CDC-Driven Vector Sync
Treat the source-of-truth document store as the only writer; keep the vector index in sync by emitting change-data-capture events onto a queue that...
Intent & Description
🎯 Intent
Treat the source-of-truth document store as the only writer; keep the vector index in sync by emitting change-data-capture events onto a queue that the feature pipeline consumes.
📋 Context
A RAG system reads from a vector index built over a corpus that lives in a source-of-truth store (database, document system, content platform). The corpus changes continuously — inserts, updates, deletes. The vector index must stay in sync or retrieval returns stale or missing material.
💡 Solution
Enable change-data-capture on the source-of-truth store (MongoDB change streams, PostgreSQL logical replication, Kafka Connect, Debezium). Publish each change as an event to a queue (Kafka, RabbitMQ, SNS). The feature pipeline subscribes: on insert, embed and upsert; on update, re-embed and overwrite; on delete, remove from the vector index. The writer code knows nothing about embeddings. The pipeline can be paused, redeployed, or backfilled from queue history.
Real-world Use Case
- Vector index must reflect a corpus that changes continuously.

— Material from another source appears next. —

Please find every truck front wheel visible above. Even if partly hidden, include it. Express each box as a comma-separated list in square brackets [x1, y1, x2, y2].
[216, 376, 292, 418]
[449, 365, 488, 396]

- Source-of-truth store supports CDC (change streams, logical replication, Debezium).
- Eventual consistency on retrieval (seconds-to-minutes lag) is acceptable.
Source
Advantages
- Single writer to the source; embeddings follow as an asynchronous derived view.
- Vector index drift bounded by queue lag, not by rebuild cadence.
- Feature pipeline is independently scalable, debuggable, and replayable.
Disadvantages
- CDC infrastructure to operate (Debezium, Kafka Connect, change streams).
- Eventually-consistent retrieval — the gap between source write and vector update is non-zero.
- Schema changes on the source need coordinated migrations in the embedding pipeline.